Tujuh jurnalis diduga menjadi korban kekerasan anggota Polri dalam unjuk rasa tolak Undang-Undang Cipta Kerja (Omnibus Law) di Jakarta, 8 Oktober 2020.
Hal ini sesuai catatan dari Aliansi Jurnalis Independen Jakarta dan Lembaga Bantuan Hukum Pers.
“Jumlah ini bisa bertambah dan kami masih terus menelusuri dan memverifikasi perkara,” ujar Ketua AJI Jakarta Asnil Bambani dalam keterangan tertulisnya, Jumat (9/10) dikutip dari Pojoksatu.
Sementara, Jurnalis CNNIndonesia.com Tohirin mengaku kepalanya dipukul dan ponselnya dihancurkan polisi.
Ketika itu, ia tengah memotret dan merekam demonstran yang ditangkap polisi kemudian dibogem di kawasan Harmoni, Jakarta Pusat. Polisi tak percaya kesaksiannya, lantas merampas dan memeriksa galeri ponselnya.
Polisi marah ketika melihat foto aparat memiting demonstran. Akibatnya, gawai yang ia gunakan sebagai alat liputan itu dibanting hingga hancur dan seluruh data liputannya turut rusak.

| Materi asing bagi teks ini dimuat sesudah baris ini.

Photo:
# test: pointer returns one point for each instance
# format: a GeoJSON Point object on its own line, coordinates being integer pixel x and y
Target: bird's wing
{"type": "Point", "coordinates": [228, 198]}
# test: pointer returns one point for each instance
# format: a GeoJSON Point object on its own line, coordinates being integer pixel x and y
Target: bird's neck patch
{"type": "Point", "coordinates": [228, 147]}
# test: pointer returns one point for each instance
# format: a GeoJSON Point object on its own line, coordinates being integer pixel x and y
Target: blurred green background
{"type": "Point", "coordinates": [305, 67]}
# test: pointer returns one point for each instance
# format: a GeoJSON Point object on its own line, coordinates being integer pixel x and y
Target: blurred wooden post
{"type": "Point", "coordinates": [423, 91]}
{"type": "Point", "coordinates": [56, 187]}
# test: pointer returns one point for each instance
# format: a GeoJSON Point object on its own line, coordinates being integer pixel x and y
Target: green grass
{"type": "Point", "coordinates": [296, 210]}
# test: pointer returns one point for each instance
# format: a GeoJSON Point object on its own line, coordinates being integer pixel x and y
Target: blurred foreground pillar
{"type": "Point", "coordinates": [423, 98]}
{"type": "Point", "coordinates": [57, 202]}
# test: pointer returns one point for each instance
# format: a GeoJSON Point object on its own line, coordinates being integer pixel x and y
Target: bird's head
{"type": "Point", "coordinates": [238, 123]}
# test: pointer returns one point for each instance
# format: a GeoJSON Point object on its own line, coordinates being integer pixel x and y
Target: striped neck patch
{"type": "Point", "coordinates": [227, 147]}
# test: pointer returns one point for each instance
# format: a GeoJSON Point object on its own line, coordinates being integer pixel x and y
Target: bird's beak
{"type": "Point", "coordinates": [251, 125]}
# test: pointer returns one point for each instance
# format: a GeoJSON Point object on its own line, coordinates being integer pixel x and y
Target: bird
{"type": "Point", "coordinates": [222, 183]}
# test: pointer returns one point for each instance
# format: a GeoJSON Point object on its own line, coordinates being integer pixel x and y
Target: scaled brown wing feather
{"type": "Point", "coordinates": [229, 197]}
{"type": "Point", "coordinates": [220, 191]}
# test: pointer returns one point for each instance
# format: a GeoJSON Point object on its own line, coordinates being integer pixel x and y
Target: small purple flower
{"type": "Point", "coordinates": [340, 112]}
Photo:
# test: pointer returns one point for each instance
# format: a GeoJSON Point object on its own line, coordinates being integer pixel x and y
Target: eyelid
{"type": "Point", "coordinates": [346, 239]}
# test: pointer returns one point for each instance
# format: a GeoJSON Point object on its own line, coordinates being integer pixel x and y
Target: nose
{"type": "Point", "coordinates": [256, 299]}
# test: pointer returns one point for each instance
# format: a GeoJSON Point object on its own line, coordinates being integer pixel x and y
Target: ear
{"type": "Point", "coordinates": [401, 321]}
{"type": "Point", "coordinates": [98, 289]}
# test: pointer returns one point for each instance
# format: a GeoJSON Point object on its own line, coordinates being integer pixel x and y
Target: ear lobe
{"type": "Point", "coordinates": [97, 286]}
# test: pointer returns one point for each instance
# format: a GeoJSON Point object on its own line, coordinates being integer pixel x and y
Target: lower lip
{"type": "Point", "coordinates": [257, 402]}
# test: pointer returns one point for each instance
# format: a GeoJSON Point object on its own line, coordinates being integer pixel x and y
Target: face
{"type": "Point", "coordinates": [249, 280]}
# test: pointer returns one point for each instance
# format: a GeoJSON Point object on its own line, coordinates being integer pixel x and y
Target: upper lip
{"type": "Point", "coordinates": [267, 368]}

“Saya diinterogasi, dimarahi. Beberapa kali kepala saya dipukul, beruntung saya pakai helm,” kata Thohirin.
Padahal, kata dia, saat itu dirinya sudah menunjukkan ID Card bukti bahwa dirinya adalah wartawan.
“Sudah menunjukkan kartu pers dan rompi bertuliskan Pers,” ungkapnya.
Sementara, Peter Rotti, wartawan Suara.com yang meliput di daerah Thamrin, juga jadi sasaran polisi.
Saat itu, ia tengah merekam polisi yang diduga mengeroyok demonstran. Selanjutnya, terduga seorang polisi berpakaian sipil serba hitam dan anggota Brimob menghampirinya.
Aparat meminta kameranya. Namun, Peter menolak lantaran ia jurnalis yang resmi meliput.
Polisi menolak pengakuan Peter dan langsung merampas kameranya. Peter diseret, dipukul, dan ditendang gerombolan polisi itu, hingga tangan dan pelipisnya memar.